Jovem foi operado durante 22 horas para a reconstrução total da face, incluindo lábios, maxilar, pele, nariz ou mandíbula

DN

Foi uma estreia mundial e decorreu há um mês no Hospital Vall d'Hebron, em Barcelona, onde 30 médicos realizaram uma operação durante 22 horas para concluir com êxito o primeiro transplante total da face num doente cuja identidade não foi revelada, segundo noticiou ontem o diário espanhol El Mundo.

O paciente, um jovem cuja identidade não foi revelada, tinha uma deformação grave do rosto, na sequência de um traumatismo causado por um acidente, que o impedia de respirar ao mesmo tempo pela boca e pelo nariz e que lhe causava graves transtornos na alimentação e na fala.

A cirurgia foi realizada no dia 20 de Março, por uma equipa de 30 profissionais do serviço de cirurgia plástica e queimados do hospital catalão, liderada pelo médico Joan Pere Barret.
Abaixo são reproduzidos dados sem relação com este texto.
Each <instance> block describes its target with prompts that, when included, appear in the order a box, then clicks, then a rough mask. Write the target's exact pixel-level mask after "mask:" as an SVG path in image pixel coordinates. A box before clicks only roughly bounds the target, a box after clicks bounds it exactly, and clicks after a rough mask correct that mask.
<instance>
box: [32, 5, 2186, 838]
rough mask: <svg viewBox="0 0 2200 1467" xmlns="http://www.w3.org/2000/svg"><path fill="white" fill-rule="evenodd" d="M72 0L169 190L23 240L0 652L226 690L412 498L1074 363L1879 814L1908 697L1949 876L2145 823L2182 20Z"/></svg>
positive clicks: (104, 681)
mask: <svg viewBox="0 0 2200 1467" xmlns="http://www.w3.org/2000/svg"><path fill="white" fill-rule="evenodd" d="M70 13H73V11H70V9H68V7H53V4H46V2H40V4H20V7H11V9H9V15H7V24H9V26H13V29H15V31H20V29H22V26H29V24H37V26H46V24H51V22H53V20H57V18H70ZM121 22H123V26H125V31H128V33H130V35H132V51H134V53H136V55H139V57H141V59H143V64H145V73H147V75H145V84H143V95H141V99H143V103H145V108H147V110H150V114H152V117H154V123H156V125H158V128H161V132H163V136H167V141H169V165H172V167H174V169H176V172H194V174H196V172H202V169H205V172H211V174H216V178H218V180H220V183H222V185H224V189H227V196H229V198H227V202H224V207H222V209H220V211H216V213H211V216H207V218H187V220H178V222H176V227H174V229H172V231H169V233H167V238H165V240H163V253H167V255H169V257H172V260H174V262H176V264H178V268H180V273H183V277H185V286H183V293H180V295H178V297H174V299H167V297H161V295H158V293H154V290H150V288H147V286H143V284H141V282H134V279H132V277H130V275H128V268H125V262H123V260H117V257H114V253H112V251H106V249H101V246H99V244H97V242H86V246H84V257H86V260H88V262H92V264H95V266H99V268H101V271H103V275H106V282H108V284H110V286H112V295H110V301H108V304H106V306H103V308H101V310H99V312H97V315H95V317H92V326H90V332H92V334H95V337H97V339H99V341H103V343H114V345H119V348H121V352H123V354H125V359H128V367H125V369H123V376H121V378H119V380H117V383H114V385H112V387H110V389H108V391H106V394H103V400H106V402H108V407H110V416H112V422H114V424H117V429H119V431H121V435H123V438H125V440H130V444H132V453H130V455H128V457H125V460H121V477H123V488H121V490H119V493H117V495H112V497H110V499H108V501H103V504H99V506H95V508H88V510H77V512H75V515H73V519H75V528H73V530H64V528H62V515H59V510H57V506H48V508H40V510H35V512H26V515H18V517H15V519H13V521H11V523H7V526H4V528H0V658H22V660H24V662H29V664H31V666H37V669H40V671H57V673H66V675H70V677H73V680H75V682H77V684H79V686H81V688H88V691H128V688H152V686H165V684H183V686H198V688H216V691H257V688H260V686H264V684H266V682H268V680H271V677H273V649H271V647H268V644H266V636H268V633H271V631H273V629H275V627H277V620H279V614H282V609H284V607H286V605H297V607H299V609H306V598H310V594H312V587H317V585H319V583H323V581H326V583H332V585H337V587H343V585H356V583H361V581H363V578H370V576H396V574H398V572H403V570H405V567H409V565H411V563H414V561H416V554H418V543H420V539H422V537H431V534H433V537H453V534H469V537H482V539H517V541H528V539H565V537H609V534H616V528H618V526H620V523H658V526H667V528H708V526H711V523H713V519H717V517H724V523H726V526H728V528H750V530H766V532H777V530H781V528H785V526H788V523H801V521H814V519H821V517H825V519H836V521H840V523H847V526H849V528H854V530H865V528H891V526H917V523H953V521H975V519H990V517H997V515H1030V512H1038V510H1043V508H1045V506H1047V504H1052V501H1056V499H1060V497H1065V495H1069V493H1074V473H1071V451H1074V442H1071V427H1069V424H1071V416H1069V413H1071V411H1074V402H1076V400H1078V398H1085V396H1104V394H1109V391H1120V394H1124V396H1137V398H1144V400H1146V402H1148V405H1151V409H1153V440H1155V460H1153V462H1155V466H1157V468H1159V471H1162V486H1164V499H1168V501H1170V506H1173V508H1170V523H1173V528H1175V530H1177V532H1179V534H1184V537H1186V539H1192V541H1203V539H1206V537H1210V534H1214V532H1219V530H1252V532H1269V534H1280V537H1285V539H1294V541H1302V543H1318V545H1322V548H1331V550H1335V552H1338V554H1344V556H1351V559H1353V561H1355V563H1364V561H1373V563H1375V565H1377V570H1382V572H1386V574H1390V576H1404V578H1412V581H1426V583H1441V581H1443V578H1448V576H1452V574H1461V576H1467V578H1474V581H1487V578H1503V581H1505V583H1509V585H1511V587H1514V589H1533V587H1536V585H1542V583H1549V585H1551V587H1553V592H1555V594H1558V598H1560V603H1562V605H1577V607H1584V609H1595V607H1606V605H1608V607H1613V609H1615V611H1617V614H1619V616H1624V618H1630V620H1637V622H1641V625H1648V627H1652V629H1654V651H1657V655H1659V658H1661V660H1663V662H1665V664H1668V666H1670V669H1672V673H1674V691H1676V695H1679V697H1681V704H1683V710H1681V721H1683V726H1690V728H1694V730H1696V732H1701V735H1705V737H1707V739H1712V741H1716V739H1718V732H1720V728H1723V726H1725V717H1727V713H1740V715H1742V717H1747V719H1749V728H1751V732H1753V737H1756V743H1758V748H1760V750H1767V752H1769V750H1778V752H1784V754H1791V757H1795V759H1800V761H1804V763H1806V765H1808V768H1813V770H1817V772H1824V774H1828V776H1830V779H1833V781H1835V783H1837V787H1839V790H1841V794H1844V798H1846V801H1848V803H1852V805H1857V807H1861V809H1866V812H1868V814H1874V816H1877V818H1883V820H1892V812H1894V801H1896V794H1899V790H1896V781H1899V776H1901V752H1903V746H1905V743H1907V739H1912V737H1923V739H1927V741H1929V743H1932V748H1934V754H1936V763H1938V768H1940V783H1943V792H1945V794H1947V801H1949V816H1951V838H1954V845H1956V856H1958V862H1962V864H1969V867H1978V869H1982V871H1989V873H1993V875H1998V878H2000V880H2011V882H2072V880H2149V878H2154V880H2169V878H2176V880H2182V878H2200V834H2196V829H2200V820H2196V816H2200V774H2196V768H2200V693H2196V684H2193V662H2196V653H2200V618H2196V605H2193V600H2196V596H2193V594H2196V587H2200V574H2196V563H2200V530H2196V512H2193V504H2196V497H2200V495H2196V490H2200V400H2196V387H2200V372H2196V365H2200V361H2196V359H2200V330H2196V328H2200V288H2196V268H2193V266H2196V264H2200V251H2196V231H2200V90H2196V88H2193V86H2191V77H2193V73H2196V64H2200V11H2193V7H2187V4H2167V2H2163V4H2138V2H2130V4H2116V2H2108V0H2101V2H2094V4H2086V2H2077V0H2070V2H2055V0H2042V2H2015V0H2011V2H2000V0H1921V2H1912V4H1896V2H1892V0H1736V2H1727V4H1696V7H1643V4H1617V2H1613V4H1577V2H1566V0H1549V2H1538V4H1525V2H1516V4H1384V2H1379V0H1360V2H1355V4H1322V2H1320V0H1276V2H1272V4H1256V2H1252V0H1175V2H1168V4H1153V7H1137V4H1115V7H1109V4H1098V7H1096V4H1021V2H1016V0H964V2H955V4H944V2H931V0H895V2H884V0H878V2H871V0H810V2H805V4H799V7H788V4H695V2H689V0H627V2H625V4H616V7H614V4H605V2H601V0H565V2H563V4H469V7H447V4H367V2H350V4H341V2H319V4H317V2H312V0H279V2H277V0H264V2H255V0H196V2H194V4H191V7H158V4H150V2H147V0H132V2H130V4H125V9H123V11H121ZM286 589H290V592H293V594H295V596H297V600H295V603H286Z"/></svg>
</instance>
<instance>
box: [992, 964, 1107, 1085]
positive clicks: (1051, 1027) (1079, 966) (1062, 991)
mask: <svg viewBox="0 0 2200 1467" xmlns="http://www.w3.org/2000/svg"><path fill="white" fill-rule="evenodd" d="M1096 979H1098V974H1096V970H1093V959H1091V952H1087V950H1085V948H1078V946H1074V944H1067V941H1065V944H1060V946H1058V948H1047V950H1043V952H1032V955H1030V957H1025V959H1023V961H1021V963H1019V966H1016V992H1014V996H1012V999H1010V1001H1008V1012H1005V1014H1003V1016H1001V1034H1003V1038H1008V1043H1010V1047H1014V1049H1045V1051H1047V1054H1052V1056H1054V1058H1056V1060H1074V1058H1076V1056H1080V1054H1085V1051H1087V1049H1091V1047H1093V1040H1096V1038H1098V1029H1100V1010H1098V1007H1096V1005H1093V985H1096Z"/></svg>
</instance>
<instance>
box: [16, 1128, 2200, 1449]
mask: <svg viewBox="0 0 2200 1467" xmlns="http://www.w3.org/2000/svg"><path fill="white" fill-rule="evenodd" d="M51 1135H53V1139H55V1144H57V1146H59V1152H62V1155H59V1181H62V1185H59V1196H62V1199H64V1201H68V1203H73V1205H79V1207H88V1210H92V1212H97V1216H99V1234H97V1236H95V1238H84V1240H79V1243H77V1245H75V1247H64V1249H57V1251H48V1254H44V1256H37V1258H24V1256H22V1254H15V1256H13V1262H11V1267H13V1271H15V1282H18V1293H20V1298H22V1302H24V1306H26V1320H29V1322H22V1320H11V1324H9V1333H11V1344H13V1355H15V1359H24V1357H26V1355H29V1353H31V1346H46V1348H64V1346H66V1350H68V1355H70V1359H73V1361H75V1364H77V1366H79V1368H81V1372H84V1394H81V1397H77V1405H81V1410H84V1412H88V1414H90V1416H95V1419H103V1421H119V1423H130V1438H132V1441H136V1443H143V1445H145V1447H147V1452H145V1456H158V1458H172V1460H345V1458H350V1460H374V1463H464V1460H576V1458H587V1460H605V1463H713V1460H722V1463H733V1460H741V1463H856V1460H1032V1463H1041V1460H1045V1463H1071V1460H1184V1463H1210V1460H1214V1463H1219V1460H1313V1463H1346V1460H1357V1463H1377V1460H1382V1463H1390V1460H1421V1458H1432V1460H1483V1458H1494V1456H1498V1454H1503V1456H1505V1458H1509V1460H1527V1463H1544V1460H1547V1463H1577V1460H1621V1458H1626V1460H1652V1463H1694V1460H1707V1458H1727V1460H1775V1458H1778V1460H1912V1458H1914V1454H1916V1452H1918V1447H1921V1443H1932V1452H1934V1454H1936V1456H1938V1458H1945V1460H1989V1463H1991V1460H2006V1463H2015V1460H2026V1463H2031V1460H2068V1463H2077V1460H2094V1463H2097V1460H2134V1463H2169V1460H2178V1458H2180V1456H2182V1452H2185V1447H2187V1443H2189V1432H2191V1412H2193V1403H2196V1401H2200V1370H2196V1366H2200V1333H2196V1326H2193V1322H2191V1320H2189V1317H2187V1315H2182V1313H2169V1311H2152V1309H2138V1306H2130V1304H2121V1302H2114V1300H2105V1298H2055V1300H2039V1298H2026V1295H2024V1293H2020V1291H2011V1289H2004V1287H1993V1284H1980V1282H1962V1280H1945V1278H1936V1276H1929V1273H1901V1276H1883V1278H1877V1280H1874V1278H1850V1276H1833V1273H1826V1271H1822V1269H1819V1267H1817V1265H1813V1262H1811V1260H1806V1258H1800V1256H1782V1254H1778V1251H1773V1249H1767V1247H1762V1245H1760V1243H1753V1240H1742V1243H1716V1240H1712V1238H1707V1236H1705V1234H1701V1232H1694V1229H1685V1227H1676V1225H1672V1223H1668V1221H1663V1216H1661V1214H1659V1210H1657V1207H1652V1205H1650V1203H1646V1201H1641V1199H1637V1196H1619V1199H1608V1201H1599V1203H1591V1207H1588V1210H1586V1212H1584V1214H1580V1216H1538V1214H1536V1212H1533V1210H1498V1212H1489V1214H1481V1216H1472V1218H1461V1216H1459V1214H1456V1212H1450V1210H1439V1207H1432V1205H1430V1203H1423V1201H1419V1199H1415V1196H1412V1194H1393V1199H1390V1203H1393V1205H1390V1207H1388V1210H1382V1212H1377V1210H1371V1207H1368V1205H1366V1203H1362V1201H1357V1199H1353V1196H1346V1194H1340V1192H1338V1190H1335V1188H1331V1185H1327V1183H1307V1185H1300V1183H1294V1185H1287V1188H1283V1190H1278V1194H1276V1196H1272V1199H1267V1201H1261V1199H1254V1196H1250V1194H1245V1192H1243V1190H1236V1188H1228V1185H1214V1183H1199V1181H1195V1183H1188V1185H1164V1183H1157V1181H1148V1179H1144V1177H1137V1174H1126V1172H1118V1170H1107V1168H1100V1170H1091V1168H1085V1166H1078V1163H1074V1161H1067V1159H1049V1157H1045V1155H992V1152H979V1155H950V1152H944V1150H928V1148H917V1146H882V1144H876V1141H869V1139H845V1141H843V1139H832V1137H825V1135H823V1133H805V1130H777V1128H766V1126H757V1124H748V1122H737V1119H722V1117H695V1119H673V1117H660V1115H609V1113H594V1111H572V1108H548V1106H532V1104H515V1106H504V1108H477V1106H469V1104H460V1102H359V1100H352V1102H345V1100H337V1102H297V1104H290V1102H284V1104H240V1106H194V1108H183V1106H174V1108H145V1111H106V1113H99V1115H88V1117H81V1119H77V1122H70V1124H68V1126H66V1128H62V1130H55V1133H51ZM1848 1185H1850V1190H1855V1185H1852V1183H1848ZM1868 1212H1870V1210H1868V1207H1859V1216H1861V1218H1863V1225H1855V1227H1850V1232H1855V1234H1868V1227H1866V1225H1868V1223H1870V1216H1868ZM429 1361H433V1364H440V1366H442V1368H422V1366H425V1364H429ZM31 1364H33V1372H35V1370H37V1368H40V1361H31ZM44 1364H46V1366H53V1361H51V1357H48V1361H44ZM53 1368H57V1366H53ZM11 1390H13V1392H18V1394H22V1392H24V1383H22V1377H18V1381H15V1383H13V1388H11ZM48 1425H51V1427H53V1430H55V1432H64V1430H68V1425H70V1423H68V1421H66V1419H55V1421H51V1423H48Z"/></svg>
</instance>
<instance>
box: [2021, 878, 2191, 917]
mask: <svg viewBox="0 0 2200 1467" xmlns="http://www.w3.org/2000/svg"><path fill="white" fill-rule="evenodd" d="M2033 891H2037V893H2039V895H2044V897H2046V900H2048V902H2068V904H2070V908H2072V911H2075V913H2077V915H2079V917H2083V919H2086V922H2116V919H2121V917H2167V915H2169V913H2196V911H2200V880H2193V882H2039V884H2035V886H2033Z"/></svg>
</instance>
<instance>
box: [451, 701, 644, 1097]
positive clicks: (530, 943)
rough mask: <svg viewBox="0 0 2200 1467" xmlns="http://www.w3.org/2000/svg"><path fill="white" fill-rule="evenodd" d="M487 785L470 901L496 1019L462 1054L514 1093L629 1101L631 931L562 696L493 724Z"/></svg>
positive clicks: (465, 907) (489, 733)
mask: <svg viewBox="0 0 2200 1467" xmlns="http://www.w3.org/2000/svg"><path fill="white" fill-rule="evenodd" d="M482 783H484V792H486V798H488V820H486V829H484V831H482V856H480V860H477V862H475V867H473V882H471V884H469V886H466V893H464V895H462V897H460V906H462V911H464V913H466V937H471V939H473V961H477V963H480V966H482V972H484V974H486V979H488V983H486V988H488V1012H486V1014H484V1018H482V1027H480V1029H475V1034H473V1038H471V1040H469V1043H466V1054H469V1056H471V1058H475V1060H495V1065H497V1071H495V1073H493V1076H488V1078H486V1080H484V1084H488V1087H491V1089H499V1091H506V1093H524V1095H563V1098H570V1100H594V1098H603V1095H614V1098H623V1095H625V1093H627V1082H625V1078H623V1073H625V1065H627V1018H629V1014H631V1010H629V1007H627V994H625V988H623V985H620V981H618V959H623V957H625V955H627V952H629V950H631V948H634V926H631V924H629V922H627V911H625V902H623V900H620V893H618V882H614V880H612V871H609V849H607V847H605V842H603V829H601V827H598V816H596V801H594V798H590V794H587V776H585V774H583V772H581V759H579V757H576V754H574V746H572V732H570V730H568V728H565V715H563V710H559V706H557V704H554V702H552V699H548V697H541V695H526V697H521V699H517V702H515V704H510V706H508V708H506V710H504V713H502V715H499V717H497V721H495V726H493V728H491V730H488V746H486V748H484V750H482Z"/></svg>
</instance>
Durante a cirurgia, que se prolongou ao longo de 22 horas, o doente recebeu um transplante total do rosto, incluindo a totalidade da pele e dos músculos faciais, do nariz, lábios, maxilar superior, todos os dentes, palato, ossos dos pómulos e da mandíbula, e que passou ainda pela reconstrução dos vasos sanguíneos. De acordo com o líder da equipa, citado pelo diário catalão, o doente "encontra-se bem e a recuperou satisfatoriamente no pós-operatório".

Os tecidos para a reconstrução facial foram depositados num líquido com propriedades conservantes, tal como acontece com a preservação de outros órgãos destinados a transplantes. A sua implantação foi realizada como se se tratasse da colocação de uma máscara, que era uma réplica do rosto do próprio doente.

A equipa médica assegurou que a revascularização dos tecidos, que era essencial para o sucesso do transplante se verificou com êxito e que não houve sinal de rejeição. "Observou-se que não existiu rejeição hiperaguda e substituíram-se as seguintes estruturas do receptor: maxilar, mandíbula, nariz, pómulos, mucosa, músculos e nervos e finalmente suturou-se a pele", segundo disseram fontes do hospital .

As cicatrizes, visíveis no pescoço e na face ficarão perfeitamente dissimuladas no futuro, segundo os médicos.

O paciente deverá ficar ainda dois meses no hospital e posteriormente e posteriormente poderá fazer uma vida normal, com o seu novo rosto.